Kodak says US catalogue printer Inserts East is saving time and money with its process-free plates.
The family-owned New Jersey company produces newspaper and direct mail advertising inserts on nine web presses, with volumes for one customer's weekly flyers running to six million impressions alone.
The plant handles both short and long run lengths on a range of paper stocks, from the lightest newsprint to heavy coated sheets, with web widths ranging from 229-1270mm. While traditional, processed and post-baked plates were extremely reliable, the company became frustrated with the time it took to get plates ready for the press, which was seven to eight minutes in some cases.

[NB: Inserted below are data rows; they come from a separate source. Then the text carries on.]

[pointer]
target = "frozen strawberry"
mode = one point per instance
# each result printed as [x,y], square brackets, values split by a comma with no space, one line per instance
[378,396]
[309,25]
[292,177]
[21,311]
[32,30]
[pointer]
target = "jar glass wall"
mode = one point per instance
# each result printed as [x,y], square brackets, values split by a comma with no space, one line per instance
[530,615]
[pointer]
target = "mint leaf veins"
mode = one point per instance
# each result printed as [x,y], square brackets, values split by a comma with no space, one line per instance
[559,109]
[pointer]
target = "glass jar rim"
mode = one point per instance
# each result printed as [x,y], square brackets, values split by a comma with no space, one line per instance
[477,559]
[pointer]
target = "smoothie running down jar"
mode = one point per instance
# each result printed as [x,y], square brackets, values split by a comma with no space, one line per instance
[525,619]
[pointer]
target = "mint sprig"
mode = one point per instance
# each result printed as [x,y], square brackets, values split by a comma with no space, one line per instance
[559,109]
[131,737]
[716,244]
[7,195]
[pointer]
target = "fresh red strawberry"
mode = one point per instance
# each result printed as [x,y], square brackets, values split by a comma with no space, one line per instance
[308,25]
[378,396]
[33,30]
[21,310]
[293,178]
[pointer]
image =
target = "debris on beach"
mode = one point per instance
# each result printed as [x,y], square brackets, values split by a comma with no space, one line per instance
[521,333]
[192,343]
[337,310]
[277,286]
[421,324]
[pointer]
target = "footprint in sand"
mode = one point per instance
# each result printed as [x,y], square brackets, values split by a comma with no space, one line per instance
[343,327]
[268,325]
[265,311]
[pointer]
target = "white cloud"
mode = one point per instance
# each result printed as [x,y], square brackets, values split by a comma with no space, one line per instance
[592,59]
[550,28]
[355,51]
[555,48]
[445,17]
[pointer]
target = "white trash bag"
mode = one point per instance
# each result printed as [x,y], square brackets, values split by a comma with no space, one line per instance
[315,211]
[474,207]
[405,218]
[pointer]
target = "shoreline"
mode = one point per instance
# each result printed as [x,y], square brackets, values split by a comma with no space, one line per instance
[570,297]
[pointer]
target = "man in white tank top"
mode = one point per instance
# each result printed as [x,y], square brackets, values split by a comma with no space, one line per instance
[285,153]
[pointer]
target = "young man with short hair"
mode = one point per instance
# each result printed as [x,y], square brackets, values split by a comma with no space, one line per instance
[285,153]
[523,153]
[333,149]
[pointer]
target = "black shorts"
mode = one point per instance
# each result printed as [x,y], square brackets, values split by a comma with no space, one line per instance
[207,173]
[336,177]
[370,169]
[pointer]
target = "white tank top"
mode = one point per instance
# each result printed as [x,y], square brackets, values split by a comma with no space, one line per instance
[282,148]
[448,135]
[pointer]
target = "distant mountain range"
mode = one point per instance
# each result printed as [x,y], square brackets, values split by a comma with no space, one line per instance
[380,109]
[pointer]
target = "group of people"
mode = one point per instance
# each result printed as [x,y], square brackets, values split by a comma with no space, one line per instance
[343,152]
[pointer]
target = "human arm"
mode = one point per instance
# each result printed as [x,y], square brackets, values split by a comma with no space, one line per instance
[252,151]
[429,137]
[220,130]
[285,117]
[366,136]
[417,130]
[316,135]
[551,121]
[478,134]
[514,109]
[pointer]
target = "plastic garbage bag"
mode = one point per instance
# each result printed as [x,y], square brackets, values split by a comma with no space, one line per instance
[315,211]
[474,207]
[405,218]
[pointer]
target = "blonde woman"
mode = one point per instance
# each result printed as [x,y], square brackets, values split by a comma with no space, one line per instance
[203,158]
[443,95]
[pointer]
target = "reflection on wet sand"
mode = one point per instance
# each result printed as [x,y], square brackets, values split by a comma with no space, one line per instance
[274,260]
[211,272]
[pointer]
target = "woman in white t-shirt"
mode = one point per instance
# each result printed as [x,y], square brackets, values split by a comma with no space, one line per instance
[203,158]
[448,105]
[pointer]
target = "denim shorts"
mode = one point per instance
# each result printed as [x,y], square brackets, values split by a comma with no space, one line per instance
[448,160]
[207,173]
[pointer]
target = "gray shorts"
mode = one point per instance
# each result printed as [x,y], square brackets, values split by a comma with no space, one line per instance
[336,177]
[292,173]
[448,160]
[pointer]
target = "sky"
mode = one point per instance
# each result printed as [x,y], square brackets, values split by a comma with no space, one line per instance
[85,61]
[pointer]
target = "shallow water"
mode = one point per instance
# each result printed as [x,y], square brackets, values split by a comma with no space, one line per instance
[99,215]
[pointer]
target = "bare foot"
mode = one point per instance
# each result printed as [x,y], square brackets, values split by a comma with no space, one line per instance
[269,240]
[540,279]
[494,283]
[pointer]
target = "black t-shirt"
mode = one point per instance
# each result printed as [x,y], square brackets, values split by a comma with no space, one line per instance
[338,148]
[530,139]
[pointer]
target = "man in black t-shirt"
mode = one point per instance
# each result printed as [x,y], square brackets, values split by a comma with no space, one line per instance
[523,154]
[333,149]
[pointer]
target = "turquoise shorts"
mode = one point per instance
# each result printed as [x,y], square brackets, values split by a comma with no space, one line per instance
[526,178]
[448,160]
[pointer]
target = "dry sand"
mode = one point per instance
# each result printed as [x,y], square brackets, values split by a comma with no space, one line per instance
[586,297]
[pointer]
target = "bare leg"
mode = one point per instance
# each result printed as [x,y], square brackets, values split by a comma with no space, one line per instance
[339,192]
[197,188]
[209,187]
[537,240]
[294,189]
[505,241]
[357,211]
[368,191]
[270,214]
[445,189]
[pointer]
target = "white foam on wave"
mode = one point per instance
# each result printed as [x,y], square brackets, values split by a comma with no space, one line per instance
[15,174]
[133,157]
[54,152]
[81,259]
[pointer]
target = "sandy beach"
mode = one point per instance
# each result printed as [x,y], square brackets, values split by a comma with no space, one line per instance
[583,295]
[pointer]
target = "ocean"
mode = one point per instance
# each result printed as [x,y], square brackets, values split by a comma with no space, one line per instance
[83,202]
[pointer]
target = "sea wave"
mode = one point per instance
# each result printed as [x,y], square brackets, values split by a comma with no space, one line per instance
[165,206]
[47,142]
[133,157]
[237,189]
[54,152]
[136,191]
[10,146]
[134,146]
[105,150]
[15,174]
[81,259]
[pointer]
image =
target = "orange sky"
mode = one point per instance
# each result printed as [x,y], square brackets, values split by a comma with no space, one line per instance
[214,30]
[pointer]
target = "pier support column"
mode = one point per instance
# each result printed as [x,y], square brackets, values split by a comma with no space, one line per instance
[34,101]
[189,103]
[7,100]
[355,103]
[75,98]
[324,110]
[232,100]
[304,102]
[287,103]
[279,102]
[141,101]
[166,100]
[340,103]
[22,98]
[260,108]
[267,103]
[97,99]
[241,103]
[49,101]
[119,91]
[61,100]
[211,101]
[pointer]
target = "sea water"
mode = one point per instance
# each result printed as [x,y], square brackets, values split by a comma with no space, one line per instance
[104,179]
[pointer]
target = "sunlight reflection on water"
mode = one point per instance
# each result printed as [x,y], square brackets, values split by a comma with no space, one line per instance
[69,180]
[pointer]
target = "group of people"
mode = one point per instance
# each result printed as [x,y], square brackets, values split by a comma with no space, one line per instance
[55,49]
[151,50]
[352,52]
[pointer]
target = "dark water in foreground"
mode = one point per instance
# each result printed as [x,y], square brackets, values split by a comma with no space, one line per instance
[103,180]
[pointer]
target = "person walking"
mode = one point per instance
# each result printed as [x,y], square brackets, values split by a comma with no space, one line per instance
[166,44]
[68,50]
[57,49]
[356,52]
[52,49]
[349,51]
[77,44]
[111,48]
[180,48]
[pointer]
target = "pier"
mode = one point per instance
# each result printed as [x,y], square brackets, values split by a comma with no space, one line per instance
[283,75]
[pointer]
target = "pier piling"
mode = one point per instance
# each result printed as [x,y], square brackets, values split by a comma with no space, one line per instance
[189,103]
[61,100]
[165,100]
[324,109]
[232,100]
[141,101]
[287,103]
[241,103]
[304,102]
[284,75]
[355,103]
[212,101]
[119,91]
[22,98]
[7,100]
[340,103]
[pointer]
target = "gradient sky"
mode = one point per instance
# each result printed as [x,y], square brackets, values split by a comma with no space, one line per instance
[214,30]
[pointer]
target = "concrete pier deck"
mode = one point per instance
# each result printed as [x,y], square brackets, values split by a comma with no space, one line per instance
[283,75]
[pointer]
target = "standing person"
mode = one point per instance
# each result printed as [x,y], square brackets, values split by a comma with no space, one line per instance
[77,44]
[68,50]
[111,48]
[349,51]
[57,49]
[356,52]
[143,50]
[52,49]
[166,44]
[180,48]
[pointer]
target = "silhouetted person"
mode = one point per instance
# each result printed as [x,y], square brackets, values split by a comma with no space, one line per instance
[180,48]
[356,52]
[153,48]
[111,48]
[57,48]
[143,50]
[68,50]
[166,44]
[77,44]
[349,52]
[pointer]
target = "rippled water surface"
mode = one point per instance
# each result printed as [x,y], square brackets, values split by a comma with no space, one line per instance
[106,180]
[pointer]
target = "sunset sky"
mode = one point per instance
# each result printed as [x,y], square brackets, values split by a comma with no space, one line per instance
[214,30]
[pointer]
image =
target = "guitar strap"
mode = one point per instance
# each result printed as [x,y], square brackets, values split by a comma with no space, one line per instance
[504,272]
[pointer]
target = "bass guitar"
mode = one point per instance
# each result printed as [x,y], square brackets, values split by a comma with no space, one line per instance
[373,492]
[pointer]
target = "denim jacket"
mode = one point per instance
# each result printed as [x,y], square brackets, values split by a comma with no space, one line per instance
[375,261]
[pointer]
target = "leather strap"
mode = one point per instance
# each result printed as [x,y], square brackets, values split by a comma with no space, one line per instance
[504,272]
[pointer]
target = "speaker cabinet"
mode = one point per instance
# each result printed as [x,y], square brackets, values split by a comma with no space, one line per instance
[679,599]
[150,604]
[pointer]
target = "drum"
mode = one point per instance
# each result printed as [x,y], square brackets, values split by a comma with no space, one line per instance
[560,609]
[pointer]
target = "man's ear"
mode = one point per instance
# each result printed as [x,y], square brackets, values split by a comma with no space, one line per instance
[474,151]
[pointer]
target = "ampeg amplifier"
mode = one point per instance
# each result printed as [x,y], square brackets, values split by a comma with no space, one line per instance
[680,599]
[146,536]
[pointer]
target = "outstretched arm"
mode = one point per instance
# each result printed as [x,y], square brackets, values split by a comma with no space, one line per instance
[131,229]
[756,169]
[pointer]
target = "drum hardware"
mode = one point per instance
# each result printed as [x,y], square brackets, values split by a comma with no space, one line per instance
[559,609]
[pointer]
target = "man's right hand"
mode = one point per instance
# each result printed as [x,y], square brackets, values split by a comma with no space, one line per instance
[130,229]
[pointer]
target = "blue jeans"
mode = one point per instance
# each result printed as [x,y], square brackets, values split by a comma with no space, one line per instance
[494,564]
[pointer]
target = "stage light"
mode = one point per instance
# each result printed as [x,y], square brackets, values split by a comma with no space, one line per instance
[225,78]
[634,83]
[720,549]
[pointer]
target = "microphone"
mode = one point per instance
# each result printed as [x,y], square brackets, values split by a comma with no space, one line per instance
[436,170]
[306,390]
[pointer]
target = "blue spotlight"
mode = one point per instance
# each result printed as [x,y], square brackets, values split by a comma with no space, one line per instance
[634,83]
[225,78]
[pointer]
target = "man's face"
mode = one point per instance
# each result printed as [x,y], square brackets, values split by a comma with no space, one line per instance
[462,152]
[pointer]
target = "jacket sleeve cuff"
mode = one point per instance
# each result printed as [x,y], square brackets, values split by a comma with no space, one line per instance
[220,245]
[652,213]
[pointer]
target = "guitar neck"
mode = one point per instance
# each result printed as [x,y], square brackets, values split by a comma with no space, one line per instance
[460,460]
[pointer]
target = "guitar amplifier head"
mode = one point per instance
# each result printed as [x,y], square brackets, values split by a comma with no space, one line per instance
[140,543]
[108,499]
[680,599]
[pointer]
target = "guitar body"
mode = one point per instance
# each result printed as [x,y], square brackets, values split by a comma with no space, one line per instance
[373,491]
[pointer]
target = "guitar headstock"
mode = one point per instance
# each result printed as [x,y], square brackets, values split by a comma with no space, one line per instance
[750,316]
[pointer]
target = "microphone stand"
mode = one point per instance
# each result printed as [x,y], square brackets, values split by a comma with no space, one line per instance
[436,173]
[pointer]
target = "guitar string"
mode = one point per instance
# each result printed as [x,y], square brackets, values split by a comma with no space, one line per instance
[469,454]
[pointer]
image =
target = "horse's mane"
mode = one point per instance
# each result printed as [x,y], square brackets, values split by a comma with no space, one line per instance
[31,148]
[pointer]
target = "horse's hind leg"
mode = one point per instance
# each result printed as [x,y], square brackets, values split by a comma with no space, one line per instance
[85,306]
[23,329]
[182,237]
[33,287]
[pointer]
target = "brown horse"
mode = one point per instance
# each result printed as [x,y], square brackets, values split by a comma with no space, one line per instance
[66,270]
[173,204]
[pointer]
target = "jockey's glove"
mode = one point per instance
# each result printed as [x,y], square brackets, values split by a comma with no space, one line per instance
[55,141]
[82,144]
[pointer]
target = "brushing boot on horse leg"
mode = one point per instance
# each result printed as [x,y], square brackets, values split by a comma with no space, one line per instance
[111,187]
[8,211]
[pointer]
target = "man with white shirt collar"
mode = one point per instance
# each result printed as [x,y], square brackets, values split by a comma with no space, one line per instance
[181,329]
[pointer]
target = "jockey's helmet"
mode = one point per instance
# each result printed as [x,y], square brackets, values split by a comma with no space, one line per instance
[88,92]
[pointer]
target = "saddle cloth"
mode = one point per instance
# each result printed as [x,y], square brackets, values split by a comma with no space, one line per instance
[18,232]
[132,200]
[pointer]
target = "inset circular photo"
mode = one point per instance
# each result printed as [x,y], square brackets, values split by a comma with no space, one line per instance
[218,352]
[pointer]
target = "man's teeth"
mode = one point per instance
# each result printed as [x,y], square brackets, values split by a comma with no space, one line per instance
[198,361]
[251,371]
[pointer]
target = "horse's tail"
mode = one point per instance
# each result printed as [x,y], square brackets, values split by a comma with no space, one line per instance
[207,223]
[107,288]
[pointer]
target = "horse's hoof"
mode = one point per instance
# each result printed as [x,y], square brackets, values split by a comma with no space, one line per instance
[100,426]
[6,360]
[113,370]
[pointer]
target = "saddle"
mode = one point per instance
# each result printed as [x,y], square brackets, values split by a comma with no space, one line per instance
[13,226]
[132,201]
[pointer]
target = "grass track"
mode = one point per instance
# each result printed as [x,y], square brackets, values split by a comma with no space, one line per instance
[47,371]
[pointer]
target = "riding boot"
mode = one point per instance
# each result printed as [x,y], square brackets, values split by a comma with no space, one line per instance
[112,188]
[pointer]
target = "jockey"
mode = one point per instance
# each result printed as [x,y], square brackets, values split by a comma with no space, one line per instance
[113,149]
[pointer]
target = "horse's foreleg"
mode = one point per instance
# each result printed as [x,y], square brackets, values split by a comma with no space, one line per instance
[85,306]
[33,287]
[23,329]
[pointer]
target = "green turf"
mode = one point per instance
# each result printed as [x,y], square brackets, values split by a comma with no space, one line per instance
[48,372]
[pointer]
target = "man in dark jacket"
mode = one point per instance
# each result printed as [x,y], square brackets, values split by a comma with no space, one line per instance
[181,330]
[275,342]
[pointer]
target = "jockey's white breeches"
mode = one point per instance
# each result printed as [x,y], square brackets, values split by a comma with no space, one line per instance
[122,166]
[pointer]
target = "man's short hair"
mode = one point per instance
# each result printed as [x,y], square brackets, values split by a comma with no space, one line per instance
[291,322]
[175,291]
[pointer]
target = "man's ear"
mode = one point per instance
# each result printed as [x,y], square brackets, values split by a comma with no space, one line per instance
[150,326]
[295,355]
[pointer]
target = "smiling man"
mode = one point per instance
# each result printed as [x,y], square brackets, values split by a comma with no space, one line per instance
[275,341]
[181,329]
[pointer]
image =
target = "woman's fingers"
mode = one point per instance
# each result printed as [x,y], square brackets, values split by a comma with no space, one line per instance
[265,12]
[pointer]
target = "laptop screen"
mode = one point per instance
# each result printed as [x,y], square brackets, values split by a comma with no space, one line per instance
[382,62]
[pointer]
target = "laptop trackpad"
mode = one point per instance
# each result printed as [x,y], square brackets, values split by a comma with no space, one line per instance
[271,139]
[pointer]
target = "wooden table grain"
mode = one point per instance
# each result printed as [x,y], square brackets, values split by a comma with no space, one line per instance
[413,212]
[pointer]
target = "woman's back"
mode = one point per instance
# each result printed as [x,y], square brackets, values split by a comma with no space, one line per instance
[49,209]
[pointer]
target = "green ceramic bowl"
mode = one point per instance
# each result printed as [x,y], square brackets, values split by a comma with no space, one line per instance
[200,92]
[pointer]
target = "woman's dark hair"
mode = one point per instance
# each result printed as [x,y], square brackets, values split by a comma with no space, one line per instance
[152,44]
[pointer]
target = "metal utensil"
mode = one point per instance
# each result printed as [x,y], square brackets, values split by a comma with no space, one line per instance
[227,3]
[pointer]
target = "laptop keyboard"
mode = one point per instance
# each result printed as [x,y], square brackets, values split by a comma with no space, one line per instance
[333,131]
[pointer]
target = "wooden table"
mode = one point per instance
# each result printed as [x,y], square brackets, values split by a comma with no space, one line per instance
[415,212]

"Time is huge around here. We have nine presses sitting out on our floor, waiting for plates. The sooner we can get plates out to the presses, the better it is for our whole operation," said pre-production manager Cathy Hamilton. A conversation with process free plates focussed on ability to perform, given that Inserts East was already aware of cost-saving benefits from the elimination of chemistry.
Hamilton says the switch brought a number of game-changing process benefits while improving overall sustainability: "The time savings are tremendous," she says. "Because we no longer need to post bake plates, we are saving energy, and we are now completely free of any chemicals, which is awesome. Most importantly, we're realising all these benefits, while enjoying print quality that is equal to, if not better than, our previous post baked plates."
An investment in Kodak's CTP technology includes two Trendsetter News platesetters and two The combination of these with Sonora X plates has created a prepress environment that has increased productivity, sustainability, and service to its customers, she says.